Per TechCrunch (opens in new tab)Founded by former Adobe CTO Abhay Parasnis, the company has secured $65 million in venture capital from four major companies, including Google Ventures and M12, Microsoft’s venture capital fund.
As with recent consumer-friendly AI developments such as Bing’s integration of OpenAI’s ChatGPT (opens in new tab) the idea is that users can enter a rough prompt for a piece of content. The main difference is that while ChatGPT will often run out of content within a paragraph or two, Typeface will return a whole chunk with the appropriate images wrapped around it.
AI comes to PR
“We provide a generative AI application that enables companies to develop personalized content,” said Parasnis. “CEOs, CMOs, heads of digital and VPs, and directors of creative are all demonstrating a growing demand for combining generative AI platforms with hyper-refined AI content to improve the future of content workflows.”
Parasnis claims that the company has customers in the marketing, advertising, sales, HR and customer support industries.
Meanwhile, TechCrunch notes that in recent months, agencies working with Heinz, Martini & Rossi, and Patrón have launched ad content using images generated with text-to-image systems such as Half way through the journey (opens in new tab) and OpenAIs DALL E (opens in new tab). Even Nestlé has turned to enslaving computers instead of children (opens in new tab).
Businesses around the world are trying to get AI to do their bidding to produce text, image, and video content, and even do their jobs email advertising.

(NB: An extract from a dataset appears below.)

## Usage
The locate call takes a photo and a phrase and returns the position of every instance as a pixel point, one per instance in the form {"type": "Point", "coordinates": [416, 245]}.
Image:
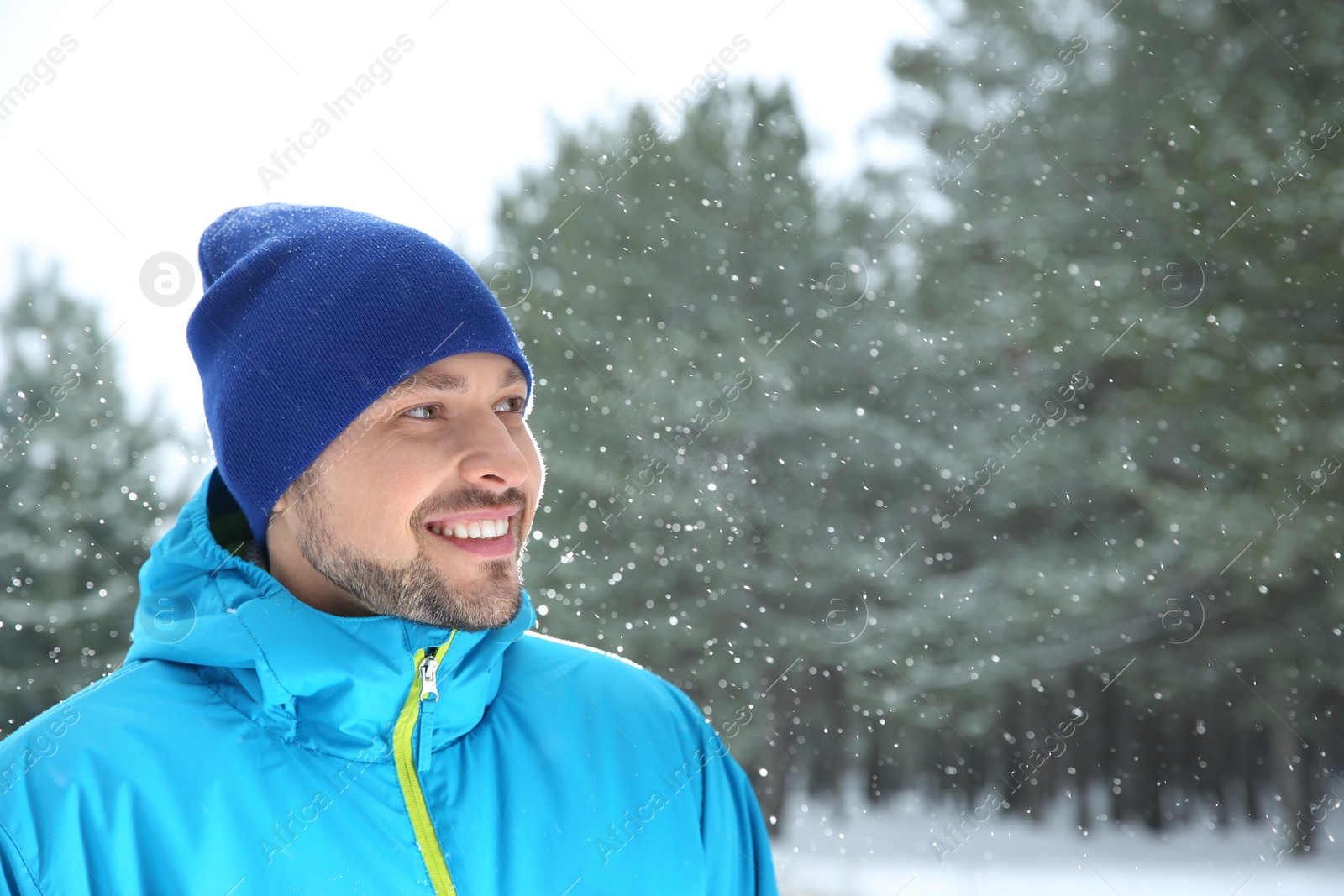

A recent report (opens in new tab) by business data insights company Statista suggests that 87% of companies currently using AI are using or considering using AI to power their email marketing and newsletters.
PR firms getting interested in AI writers (and using nonsensical buzzwords to justify it) was inevitable – why bother paying or dealing with annoying human copywriters, when a robot can do it for you? Pay that too little, while you’re at it.
If you also want to contribute to the downfall of civilization, Typeface currently has one open waiting list (opens in new tab)albeit with no set launch date.